Kutsal emanetleri İstanbul'a göndererek Fahreddin Paşa'nın rahat bir nefes aldığını belirten Erdoğan, bundan sonra tüm gücünü ve enerjisini Medine'nin korunmasına vakfettiğini söyledi.
- "Erdoğan'ı da tanımamışsın, Erdoğan'ın ceddini ise hiç tanımamışsın"
Cumhurbaşkanı Erdoğan, Medine'nin çevresi tamamen düşmanla ve onlarla birlikte hareket eden isyancılarla çevrildiği için şehre ne gıda ne silah ne de başka bir yardımın ulaştığını ifade etti.

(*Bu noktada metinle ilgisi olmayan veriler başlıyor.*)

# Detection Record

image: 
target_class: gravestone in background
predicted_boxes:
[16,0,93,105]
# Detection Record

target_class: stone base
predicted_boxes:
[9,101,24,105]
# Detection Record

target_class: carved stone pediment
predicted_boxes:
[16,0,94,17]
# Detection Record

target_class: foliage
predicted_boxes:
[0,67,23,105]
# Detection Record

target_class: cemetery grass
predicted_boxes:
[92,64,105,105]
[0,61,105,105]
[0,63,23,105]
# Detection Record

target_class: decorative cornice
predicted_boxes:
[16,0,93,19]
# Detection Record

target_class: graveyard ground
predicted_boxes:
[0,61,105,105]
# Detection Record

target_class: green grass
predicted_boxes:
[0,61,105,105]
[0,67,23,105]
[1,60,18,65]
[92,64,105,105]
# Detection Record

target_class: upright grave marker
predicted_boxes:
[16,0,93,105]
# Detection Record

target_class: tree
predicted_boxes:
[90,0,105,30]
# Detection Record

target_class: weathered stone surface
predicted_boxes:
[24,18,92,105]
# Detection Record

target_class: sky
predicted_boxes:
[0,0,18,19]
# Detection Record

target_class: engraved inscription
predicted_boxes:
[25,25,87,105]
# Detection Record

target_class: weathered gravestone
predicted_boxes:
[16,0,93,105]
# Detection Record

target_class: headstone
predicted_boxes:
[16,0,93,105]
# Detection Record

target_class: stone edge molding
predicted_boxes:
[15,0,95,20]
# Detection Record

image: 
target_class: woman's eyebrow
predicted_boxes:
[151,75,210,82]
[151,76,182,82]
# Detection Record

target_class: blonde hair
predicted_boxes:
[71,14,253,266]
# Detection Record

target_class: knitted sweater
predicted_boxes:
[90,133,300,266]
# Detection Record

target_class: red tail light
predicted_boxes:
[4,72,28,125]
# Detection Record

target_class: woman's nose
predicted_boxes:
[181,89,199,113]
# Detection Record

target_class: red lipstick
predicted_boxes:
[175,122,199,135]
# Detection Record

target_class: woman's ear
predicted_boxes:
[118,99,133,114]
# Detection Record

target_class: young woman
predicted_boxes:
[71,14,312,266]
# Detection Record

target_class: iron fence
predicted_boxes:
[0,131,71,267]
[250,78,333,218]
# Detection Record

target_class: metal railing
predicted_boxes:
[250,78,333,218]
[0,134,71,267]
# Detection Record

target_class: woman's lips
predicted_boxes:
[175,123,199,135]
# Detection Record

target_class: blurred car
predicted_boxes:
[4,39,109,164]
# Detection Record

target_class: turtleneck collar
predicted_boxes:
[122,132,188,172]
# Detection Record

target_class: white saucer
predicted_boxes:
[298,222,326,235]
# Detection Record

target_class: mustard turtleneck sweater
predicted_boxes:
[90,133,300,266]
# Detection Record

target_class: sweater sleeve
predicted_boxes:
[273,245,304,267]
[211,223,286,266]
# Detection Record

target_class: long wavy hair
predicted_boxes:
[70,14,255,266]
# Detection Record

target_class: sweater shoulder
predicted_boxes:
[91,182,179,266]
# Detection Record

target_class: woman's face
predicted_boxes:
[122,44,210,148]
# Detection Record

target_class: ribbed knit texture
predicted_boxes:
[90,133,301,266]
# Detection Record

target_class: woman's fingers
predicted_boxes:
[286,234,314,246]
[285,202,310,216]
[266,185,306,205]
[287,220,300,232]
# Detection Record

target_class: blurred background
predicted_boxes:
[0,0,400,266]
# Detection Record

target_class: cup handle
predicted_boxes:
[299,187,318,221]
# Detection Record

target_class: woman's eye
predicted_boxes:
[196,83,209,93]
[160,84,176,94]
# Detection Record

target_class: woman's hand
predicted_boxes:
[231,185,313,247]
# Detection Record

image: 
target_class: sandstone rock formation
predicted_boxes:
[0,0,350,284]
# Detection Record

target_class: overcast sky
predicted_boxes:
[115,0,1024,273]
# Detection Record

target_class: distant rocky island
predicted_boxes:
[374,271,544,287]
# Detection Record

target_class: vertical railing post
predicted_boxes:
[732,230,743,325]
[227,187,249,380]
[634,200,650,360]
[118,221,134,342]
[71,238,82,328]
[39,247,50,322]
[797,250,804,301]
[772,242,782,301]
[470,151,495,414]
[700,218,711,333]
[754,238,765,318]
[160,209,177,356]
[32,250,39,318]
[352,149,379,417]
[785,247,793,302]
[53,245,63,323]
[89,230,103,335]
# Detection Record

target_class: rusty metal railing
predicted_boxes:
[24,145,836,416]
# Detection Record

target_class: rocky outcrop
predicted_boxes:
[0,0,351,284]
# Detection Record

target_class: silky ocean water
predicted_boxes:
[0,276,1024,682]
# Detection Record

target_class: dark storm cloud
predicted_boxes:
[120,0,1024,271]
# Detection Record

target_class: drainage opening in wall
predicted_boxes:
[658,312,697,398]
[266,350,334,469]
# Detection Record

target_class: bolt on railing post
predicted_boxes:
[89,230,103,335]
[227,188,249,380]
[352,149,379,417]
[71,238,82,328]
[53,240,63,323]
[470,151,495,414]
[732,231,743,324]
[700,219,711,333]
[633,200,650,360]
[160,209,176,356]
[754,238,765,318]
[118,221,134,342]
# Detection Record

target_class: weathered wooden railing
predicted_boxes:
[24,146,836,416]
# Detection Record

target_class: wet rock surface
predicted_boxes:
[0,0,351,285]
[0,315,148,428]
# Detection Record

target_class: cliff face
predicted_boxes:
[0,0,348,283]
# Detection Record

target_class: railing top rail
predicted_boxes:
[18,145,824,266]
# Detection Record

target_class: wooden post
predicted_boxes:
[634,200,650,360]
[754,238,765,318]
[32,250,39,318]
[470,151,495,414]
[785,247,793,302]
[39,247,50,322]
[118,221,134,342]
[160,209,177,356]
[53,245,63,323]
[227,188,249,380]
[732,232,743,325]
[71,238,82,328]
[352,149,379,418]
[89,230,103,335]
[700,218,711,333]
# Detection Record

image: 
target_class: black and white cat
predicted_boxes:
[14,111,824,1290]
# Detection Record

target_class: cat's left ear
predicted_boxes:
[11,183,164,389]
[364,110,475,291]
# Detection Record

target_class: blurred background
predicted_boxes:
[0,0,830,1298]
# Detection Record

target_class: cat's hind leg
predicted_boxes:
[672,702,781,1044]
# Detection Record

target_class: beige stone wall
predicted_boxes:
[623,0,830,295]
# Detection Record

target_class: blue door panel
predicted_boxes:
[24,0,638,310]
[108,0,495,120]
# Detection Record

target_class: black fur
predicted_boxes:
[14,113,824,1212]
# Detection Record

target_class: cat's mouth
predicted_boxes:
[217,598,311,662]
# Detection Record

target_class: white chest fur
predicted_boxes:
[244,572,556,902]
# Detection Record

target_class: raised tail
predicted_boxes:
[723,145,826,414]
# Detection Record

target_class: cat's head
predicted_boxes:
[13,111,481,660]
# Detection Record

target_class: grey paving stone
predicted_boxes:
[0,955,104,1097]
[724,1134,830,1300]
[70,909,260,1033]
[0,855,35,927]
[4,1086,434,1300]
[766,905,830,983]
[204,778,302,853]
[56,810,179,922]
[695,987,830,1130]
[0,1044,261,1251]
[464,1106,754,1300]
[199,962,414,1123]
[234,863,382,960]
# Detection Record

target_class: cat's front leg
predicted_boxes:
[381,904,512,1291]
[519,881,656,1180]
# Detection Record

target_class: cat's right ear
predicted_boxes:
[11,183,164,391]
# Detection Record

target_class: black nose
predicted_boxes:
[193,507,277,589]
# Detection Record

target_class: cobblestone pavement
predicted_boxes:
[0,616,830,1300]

İşte bu şartlarda Fahreddin Paşa'nın Medine'yi 2 yıl 7 ay boyunca savunduğunu, düşmanın baskısıyla İstanbul hükümetinden defalarca yapılan "teslim olması" telkinlerine itibar etmediğini anlatan Cumhurbaşkanı Erdoğan, şunları söyledi:
"Paşa, askerlerini ve şehir halkını toplayıp onlara neler söyledi biliyor musunuz? 'Ey nas, ey insanlar; malumunuz olsun ki kahraman askerlerim bütün İslam'ın sırtını dayadığı yer, manevi gücünün desteği, hilafetin göz bebeği olan Medine'yi son damla kanına ve son nefesine kadar muhafaza ve müdafaaya memurdur. Buna Müslümanca, askerce azmetmiştir. Allah-u Teala bizimle beraberdir. Şefaatimiz onun Resulü Peygamber Efendimizdir.'
İşte bu duygularla şehri müdafaa eden Paşa, bulduğu her fırsatta Ravza-i Mutahhara'ya, Peygamber Efendimiz'in kabrine gidiyordu. Bu ziyaretlerinde Paşa, 'Ya Resulallah, senin için savaşanlarla sana karşı çıkanları görüyorsun. Allah'ın yardımını bize ulaştır.' diye dua ediyordu. Şimdi bakıyorsunuz maalesef oraya yakın topraklarda bulunanlar bize utanmadan, sıkılmadan bühtanda bulunuyorlar. Önce haddini bil. Sen demek ki bu milleti tanımamışsın, sen Erdoğan'ı da tanımamışsın, Erdoğan'ın ceddini ise hiç tanımamışsın. Ama biz şimdi şu anda ne tür garabetler içerisinde olduğunuzu gayet iyi biliyoruz.
Sizin şu anda ne tür yanlışlar içerisinde olduğunuzu gayet iyi biliyoruz. Ama bizim ecdadımız... Şartların zorlaştığı, ilacın, yiyeceğin, içecek suyun dahi kalmadığı bir dönemde Medine'yi büyük bir çekirge sürüsü basmıştı. Fahreddin Paşa, askerlerine öyle bir dönemde ne diyor biliyor musunuz? 'Çekirgenin serçeden ne farkı var? Temizdir, tazedir, şifalıdır.' diyerek aylarca onları şehri istila eden çekirgelerle besledi. İmana bak."
Mehmet Akif Ersoy'un, "İmandır o cevher ki ilahi ne büyüktür. İmansız olan paslı yürek, sinede yüktür." dizelerini hatırlatan Erdoğan, "İşte imanlı olanlar, işte imansız olanlar. Aradaki fark bu." ifadesini kullandı.